Guerlin Butungu, il ragazzo congolese di 20 anni arrestato per il doppio stupro del 26 agosto a Rimini insieme a tre minorenni, avrebbe confessato le proprie responsabilità e si sarebbe detto pentito. Il giovane, detenuto nel carcere di Pesaro, è stato interrogato dal pm e avrebbe ammesso di aver partecipato alle violenze sessuali contro una turista polacca (con l’amico massacrato di botte) e una trans di origini peruviane.
Avrebbe ammesso violenze
L'interrogatorio era stato chiesto dalla difesa. Il ragazzo è stato sentito per tre ore e avrebbe cambiato ancora versione. Avrebbe, infatti, ammesso di aver violentato con i tre complici le due donne la notte del 26 agosto. Ma avrebbe ammesso anche due rapine: la prima il 12 agosto ai danni di una coppia di Legnano e la seconda la notte degli stupri. Butungu, però, avrebbe preso le distanze dal ruolo di “capo branco” di cui si è parlato nel corso delle indagini.

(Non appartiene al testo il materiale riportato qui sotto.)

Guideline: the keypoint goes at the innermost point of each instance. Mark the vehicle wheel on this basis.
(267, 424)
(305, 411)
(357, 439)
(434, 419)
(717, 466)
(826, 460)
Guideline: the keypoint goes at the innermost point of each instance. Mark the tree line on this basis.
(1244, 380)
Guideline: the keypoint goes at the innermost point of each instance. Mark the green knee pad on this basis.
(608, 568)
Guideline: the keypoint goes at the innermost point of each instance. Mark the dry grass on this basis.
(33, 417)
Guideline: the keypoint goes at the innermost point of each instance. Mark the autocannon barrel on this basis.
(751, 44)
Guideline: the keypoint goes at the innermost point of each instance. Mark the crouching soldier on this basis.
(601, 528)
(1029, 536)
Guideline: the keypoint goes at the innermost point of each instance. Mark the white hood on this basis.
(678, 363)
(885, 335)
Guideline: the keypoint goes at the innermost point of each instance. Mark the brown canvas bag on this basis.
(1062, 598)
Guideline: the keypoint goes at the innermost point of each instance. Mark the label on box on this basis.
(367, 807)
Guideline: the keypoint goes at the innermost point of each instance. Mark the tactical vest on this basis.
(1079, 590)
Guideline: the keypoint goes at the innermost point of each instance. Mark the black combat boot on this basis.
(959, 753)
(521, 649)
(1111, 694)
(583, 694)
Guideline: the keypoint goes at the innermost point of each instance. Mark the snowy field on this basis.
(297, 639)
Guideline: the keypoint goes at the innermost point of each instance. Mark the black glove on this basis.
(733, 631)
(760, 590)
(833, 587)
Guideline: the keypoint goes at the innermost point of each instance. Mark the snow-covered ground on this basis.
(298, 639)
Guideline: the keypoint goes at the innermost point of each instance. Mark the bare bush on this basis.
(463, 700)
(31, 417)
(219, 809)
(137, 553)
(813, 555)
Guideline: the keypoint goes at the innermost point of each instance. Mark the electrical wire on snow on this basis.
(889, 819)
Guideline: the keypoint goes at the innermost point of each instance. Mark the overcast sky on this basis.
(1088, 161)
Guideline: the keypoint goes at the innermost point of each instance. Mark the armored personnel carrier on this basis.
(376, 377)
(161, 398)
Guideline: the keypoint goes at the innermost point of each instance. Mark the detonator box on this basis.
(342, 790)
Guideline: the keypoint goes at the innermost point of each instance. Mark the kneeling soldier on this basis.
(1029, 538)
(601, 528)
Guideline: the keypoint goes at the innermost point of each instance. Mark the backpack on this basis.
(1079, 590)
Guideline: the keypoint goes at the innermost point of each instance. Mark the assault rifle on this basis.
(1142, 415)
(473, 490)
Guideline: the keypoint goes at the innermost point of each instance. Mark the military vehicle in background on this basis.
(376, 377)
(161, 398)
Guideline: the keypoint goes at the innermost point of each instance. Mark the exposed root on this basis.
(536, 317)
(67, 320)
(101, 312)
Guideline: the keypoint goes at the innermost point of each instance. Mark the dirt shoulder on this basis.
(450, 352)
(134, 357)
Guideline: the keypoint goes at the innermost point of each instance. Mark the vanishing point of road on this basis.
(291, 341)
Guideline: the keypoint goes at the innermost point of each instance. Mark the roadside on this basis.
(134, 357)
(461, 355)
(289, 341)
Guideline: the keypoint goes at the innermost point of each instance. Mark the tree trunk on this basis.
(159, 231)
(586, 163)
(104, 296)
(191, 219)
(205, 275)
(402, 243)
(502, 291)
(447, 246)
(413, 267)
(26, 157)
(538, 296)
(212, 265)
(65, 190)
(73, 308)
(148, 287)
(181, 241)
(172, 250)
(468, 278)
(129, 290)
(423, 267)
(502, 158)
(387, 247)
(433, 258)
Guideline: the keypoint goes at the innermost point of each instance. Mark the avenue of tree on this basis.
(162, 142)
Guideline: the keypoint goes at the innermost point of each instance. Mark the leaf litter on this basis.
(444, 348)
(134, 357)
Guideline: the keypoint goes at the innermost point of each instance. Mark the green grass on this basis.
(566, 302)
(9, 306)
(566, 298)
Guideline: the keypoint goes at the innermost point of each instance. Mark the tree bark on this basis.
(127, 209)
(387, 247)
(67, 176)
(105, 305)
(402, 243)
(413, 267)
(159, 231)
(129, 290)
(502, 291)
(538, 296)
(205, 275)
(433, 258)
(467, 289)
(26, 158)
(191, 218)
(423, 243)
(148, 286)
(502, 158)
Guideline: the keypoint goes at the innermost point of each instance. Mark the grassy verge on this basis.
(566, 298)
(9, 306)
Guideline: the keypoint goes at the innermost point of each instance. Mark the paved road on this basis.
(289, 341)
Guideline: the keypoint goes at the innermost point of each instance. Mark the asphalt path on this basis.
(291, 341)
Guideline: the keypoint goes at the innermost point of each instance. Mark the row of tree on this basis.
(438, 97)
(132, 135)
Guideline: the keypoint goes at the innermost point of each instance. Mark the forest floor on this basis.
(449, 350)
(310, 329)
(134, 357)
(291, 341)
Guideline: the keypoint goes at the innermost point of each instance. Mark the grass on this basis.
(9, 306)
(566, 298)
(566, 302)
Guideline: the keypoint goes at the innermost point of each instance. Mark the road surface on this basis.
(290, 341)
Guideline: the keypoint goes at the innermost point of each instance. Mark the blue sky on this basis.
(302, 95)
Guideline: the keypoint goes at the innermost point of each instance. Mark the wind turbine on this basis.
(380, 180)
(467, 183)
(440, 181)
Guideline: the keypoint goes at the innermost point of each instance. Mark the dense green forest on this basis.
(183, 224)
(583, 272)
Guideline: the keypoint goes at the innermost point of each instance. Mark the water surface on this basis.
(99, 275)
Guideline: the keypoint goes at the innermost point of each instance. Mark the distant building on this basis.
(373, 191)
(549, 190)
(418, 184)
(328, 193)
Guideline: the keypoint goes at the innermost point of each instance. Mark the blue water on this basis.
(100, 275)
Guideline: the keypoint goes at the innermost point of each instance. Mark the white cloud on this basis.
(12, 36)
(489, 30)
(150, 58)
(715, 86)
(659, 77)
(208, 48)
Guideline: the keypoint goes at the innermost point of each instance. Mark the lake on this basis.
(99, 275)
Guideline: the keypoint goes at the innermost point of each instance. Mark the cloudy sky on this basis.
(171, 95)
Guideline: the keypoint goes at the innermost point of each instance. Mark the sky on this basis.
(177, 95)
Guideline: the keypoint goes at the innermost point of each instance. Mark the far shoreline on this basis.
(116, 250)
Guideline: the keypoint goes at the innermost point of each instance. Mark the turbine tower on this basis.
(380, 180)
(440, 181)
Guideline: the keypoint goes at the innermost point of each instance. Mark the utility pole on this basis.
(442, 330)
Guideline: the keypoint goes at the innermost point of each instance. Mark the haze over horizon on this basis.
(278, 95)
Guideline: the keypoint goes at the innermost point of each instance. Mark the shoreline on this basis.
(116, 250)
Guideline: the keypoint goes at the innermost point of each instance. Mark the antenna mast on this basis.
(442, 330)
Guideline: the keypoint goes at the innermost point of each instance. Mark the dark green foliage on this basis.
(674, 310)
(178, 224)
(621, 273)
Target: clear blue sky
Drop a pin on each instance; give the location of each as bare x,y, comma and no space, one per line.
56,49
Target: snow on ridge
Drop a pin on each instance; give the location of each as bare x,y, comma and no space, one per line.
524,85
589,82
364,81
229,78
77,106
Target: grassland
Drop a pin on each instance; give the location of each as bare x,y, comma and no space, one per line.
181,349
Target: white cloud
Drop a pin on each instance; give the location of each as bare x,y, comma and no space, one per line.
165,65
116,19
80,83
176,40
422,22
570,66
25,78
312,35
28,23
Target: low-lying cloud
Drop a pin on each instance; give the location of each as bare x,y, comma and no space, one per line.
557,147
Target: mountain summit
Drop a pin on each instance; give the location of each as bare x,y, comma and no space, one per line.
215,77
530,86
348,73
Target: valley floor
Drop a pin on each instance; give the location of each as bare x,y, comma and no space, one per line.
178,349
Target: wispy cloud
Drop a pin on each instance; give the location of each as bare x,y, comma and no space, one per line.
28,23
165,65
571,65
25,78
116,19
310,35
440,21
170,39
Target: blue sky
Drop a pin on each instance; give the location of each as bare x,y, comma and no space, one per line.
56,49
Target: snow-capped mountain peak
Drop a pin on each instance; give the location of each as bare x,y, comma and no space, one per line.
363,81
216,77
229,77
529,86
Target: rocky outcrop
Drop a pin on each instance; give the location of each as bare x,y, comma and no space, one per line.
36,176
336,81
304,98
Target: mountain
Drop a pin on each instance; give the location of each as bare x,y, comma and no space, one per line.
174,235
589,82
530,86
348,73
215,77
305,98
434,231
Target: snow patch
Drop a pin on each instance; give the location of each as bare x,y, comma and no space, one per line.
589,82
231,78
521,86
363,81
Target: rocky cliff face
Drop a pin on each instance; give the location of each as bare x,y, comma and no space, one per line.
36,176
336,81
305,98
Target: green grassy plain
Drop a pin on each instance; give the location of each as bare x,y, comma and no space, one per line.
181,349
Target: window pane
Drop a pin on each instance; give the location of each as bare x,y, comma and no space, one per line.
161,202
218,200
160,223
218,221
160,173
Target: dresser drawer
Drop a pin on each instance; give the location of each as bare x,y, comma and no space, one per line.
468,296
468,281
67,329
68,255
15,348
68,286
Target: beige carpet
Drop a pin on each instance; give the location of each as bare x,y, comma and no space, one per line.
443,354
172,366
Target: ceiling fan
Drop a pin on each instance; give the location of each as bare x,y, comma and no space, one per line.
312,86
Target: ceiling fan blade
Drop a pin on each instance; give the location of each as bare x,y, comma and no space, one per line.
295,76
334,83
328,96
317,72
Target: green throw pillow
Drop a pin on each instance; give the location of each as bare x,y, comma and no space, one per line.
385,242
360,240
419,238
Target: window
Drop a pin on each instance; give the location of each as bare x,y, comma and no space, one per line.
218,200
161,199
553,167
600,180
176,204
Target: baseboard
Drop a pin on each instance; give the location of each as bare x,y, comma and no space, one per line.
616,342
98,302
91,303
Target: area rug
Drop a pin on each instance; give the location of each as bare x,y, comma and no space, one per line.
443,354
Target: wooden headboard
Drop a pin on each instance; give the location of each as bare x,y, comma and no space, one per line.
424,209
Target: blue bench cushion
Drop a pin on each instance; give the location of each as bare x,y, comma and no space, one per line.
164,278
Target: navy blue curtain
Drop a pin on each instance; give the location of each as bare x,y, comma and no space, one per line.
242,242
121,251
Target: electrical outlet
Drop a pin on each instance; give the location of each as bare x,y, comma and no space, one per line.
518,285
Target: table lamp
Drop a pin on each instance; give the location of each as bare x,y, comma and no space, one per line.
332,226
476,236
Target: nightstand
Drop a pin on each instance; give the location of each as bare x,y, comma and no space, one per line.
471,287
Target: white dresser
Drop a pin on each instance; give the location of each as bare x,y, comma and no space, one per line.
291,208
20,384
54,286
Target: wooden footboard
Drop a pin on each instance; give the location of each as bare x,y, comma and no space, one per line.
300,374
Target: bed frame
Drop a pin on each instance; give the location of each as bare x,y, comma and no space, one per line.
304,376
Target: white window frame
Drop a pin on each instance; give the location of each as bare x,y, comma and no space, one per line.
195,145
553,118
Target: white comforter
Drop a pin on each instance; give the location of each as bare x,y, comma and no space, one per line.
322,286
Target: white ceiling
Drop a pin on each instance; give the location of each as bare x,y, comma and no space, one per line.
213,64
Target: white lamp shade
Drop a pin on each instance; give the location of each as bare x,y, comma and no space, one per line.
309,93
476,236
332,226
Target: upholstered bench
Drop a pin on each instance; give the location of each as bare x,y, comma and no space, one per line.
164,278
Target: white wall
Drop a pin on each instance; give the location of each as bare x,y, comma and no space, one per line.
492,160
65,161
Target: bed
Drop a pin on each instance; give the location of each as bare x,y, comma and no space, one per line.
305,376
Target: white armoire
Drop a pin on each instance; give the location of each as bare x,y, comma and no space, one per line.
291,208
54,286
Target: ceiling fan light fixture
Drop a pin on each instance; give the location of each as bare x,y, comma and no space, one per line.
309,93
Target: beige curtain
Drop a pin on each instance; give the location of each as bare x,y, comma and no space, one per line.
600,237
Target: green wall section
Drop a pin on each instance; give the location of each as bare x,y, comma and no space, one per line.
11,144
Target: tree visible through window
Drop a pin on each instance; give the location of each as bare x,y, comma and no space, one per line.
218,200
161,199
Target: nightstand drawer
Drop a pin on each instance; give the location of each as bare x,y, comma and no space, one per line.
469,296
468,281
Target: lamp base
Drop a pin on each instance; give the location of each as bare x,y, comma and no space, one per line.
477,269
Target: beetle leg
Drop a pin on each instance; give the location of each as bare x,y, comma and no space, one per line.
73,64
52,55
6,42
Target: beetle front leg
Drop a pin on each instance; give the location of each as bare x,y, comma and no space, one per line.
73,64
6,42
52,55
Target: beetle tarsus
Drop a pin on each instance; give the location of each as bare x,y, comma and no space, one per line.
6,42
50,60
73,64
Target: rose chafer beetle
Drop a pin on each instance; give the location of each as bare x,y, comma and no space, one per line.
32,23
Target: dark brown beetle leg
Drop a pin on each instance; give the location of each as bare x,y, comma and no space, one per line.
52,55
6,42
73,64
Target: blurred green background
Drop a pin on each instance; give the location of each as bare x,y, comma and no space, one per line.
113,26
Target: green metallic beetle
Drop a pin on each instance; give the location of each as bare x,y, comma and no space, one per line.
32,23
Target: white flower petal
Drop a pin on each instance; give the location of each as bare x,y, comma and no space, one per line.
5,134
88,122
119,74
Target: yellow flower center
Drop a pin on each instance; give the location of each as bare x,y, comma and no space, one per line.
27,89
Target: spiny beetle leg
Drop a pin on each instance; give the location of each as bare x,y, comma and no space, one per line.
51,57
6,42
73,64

Le proteste dell’avvocato difensore
All’interrogatorio non c’era l’avvocata Ilaria Perruzza, che assisteva Butungo dall’inizio. Il giovane le ha revocato l’incarico. Al suo posto è stato nominato l'avvocato Francesco Zacheo, del foro di Lecce, legale di fiducia dell'Ambasciata del Congo in Italia. “All'interrogatorio di fronte ai magistrati di Rimini – ha protestato Zacheo – mi è stato negato un breve rinvio per consentirmi di parlare col mio assistito, né ho potuto parlare riservatamente con l'avvocato condifensore Scarpa né ho potuto prendere copia degli atti al fine di valutare se fosse necessario o meno per il mio assistito sottoporsi all'interrogatorio. Mi è stato negato tutto. Mi sono trovato a difendere Butungu a occhi chiusi, non avendo avuto la possibilità di conoscere le carte dell'accusa”.